La solidarité et l’entraide

Pour lutter contre le gaspillage et contre la précarité, Henri-Louis Doge a mis sur pied une distribution de nourriture

L’accueil des bénéficiaires se veut agréable

Propos recueillis par Monique Misiego. |. D’un côté, il y a cette surcon-sommation, des exigences au niveau alimentaire de plus en plus pointues, les consommateurs n’achètent plus des produits qui pourraient être un tout petit peu abîmés ou dépassés de date. De ce fait, le gaspillage alimentaire atteint des sommets jamais vus. De l’autre côté, il y a de plus en plus de personnes qui ont de la peine à boucler leur fin de mois alors que souvent ils travaillent. De plus en plus de personnes tombent dans la précarité qui n’est pas une fatalité comme on pourrait le croire mais qui peut toucher toutes les couches de la population. Il suffit d’un coup dur, d’un divorce, d’une maladie pour que tout s’écroule, et là c’est la descente infernale. Certains s’en fichent ou tournent la tête, d’autres prennent le taureau par les cornes et décident d’agir. Pour lutter contre le gaspillage et contre la précarité, Table suisse, association créée par une femme, s’occupe de récupérer les invendus dans les grandes surfaces et de les redistribuer aux diverses associations qui s’occupent des plus démunis. Pour venir en aide aux personnes précarisées, il y a des personnes comme Henri-Louis Doge, enseignant à la retraite, qui décident d’agir et de mettre sur pied une distribution de nourriture afin d’alléger un peu la détresse de certains. Il n’en fallait pas plus pour que celui-ci s’occupe de prendre contact avec Table suisse, puis s’occupe de trouver un local, des bénévoles, de mettre en place une charte du bénévole, de décider de quelques règles de fonctionnement de cette distribution et le tour était joué. Ça semble tout simple quand Monsieur Doge vous l’explique. Mais c’est du travail quand-même. Il s’en occupe depuis le mois de janvier. D’autres actions étaient déjà mises en place sur d’autres lieux, ce qui lui a donné les idées pour que cette action débute sur Oron.

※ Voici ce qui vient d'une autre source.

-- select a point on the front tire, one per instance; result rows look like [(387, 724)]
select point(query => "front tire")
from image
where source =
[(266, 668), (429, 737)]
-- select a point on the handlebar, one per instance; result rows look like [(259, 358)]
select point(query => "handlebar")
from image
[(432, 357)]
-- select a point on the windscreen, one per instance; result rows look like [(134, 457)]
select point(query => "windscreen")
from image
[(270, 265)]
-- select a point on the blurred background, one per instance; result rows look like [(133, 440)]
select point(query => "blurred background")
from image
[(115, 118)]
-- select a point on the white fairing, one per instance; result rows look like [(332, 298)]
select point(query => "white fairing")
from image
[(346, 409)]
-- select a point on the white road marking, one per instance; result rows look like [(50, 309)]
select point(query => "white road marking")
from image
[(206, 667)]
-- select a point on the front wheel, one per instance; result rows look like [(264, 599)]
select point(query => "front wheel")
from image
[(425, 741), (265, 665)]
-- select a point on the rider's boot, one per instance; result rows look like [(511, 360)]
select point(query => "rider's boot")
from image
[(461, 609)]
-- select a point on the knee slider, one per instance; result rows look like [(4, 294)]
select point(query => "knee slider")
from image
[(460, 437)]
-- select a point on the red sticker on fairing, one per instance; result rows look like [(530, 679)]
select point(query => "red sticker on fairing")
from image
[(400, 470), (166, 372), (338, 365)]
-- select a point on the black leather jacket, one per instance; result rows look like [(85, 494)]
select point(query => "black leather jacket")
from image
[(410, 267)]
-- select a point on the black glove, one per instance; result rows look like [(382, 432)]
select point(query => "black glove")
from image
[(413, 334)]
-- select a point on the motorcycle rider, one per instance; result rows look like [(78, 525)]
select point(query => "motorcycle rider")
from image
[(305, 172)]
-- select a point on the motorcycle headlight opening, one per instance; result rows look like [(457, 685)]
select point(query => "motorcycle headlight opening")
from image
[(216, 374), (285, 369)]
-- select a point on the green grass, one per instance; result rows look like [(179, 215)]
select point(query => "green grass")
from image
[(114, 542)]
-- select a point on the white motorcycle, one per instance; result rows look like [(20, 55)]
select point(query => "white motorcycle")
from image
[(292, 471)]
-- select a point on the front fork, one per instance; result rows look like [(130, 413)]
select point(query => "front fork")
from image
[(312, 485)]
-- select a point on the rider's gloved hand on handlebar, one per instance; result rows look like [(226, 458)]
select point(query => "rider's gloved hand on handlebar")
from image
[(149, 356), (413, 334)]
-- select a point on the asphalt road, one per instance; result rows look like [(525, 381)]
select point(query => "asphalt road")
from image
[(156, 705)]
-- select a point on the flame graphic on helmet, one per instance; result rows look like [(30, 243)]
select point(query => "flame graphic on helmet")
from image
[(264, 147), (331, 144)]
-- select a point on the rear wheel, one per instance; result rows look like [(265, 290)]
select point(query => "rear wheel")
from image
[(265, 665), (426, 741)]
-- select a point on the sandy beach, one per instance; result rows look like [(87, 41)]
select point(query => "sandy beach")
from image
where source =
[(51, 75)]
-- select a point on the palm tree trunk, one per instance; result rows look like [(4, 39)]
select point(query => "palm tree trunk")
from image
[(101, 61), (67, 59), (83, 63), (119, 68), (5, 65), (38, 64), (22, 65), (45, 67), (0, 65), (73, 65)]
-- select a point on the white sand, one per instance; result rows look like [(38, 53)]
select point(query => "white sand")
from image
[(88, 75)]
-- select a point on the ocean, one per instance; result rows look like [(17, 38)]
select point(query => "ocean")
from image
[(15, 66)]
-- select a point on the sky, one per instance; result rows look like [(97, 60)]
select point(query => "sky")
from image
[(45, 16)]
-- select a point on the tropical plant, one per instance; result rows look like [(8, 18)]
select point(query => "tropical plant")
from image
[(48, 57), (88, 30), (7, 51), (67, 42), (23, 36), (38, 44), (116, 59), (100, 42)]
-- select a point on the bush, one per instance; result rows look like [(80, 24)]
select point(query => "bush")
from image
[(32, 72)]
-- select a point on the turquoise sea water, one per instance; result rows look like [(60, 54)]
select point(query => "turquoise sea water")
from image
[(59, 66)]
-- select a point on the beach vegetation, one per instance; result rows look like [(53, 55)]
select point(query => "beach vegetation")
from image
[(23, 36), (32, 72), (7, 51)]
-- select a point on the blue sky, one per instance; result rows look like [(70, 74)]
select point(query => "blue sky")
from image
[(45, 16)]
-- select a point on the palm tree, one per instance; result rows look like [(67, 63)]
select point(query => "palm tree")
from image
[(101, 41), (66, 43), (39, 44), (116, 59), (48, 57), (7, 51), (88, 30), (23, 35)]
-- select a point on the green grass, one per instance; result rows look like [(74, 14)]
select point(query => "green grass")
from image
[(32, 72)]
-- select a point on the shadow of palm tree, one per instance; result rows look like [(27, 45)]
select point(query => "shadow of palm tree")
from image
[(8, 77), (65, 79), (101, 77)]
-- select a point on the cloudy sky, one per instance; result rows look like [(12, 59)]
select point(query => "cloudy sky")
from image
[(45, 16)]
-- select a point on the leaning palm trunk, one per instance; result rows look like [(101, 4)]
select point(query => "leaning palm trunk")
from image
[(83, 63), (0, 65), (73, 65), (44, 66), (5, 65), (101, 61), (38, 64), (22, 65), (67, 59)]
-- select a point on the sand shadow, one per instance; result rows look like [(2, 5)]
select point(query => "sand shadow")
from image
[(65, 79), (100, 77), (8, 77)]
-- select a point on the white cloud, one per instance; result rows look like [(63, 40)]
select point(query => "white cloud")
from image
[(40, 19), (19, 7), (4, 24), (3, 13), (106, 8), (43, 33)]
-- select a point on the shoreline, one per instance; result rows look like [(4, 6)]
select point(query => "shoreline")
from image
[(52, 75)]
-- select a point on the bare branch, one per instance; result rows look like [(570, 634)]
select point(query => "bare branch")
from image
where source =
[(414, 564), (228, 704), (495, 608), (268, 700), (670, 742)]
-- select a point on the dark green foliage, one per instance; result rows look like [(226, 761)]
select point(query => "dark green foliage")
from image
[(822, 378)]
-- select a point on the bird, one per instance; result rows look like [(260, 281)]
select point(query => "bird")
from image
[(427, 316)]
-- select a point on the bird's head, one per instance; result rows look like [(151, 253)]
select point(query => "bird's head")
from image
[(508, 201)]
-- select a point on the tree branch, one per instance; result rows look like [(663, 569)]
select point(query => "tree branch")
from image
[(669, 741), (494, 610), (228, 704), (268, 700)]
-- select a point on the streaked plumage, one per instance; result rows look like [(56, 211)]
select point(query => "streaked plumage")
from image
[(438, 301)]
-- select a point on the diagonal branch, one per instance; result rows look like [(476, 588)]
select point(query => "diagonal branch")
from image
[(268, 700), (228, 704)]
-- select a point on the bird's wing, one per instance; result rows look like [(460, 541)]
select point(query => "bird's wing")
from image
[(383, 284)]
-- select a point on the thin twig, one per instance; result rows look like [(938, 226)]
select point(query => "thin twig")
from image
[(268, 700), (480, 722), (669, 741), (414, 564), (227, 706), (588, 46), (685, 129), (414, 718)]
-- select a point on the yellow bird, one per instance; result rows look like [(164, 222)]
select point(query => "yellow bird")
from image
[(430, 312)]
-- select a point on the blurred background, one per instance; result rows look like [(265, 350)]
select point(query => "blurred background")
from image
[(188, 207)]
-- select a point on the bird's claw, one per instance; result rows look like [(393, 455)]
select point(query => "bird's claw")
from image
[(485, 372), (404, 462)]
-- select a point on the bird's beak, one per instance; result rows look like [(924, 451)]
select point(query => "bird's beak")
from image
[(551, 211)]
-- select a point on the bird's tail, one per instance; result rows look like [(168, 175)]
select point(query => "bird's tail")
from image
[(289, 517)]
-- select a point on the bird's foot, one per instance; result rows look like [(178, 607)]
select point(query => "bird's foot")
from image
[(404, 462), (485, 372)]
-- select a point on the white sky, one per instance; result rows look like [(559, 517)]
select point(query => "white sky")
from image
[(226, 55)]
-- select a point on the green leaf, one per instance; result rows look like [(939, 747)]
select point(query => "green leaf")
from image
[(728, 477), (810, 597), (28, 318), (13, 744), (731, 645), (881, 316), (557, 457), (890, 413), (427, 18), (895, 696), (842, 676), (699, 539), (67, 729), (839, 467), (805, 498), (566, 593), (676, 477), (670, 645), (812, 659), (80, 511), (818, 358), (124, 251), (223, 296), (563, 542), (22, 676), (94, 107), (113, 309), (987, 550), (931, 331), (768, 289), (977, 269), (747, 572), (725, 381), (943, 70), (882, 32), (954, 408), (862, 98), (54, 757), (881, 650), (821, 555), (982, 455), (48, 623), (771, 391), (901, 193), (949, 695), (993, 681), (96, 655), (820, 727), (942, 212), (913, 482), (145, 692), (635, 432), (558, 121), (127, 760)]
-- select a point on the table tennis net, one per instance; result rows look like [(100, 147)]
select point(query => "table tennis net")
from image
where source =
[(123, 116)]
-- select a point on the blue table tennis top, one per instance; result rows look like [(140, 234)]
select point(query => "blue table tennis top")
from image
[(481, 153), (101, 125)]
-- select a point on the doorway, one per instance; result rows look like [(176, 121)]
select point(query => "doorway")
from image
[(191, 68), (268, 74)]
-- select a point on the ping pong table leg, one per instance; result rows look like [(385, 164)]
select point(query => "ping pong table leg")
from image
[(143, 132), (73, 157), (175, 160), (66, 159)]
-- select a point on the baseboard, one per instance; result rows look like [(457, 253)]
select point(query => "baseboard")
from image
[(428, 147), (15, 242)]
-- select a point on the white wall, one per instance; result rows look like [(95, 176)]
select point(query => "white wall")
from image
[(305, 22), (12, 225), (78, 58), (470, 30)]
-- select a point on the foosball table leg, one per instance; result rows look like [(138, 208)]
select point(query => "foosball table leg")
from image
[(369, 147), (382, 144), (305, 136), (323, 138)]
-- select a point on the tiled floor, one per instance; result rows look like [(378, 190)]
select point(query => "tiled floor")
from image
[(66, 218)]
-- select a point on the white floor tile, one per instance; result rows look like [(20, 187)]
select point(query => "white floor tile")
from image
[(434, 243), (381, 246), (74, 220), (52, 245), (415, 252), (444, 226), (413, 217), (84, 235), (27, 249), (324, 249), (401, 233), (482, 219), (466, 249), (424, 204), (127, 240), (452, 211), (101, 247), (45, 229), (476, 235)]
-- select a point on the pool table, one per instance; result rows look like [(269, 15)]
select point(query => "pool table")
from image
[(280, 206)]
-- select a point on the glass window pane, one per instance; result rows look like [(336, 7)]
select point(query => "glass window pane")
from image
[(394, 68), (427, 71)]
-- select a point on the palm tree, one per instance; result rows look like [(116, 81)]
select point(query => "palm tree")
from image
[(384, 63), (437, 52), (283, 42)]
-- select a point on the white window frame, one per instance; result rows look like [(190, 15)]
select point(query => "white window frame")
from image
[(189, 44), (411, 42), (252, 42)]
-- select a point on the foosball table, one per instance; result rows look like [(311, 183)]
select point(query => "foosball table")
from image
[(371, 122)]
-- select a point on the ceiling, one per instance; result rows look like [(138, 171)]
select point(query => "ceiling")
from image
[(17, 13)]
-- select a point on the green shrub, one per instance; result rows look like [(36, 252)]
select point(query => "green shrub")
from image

Monsieur Doge, quelques questions: Qui y a droit ? Toute personne bénéficiant d’une aide quelconque des services sociaux se verra proposer une carte de bénéficiaire qui lui permet de venir à chaque distribution 

Quand et comment? Chaque lundi dans les locaux se trouvant derrière le parking de la Coop, où est installée l’église évangélique. De 15h à 17h. Les bénéficiaires viennent à 15h, s’inscrivent sur une liste, puis sont tirés au sort pour que l’équité soit respectée. Ils se présentent ensuite aux tables de distribution où les denrées leur sont proposées, denrées qui ont été partagées auparavant selon le nombre de participants. 

Que reçoivent-ils en général? Nous essayons de répartir les denrées de façon équitable. Les arrivages sont très différents d’une fois à l’autre. Nous recevons de la nourriture sèche, qui peut être stockée pour les jours où nous n’aurions pas assez de denrées fraîches. Nous avons des fruits et légumes, de la viande, du chocolat, une livraison de chips qui a fait des heureux parmi les enfants, c’est très variable mais c’est souvent des quantités importantes donc nous avons de quoi satisfaire la demande.

Combien de bénéficiaires avez-vous pour le moment? Le dernier lundi, nous avons aidé 56 adultes et 18 enfants.

Et combien avez-vous de bénévoles? Nous sommes une cinquantaine. Nous demandons à ce qu’il y ait 8 personnes par distribution, dont 6 pour trier la marchandise dès 13h30. Nous fonctionnons avec un comité de 8 personnes qui est renouvelé tous les trois mois.

Je suppose que les contacts entre les bénévoles et les bénéficiaires sont riches? Nous essayons de les accueillir le mieux possible en proposant un point de rencontre en plus du point de distribution. Nous leur offrons un café et ils peuvent rester pour parler avec d’autres bénéficiaires le temps qu’ils veulent. Il règne parfois une joyeuse ambiance de café du commerce.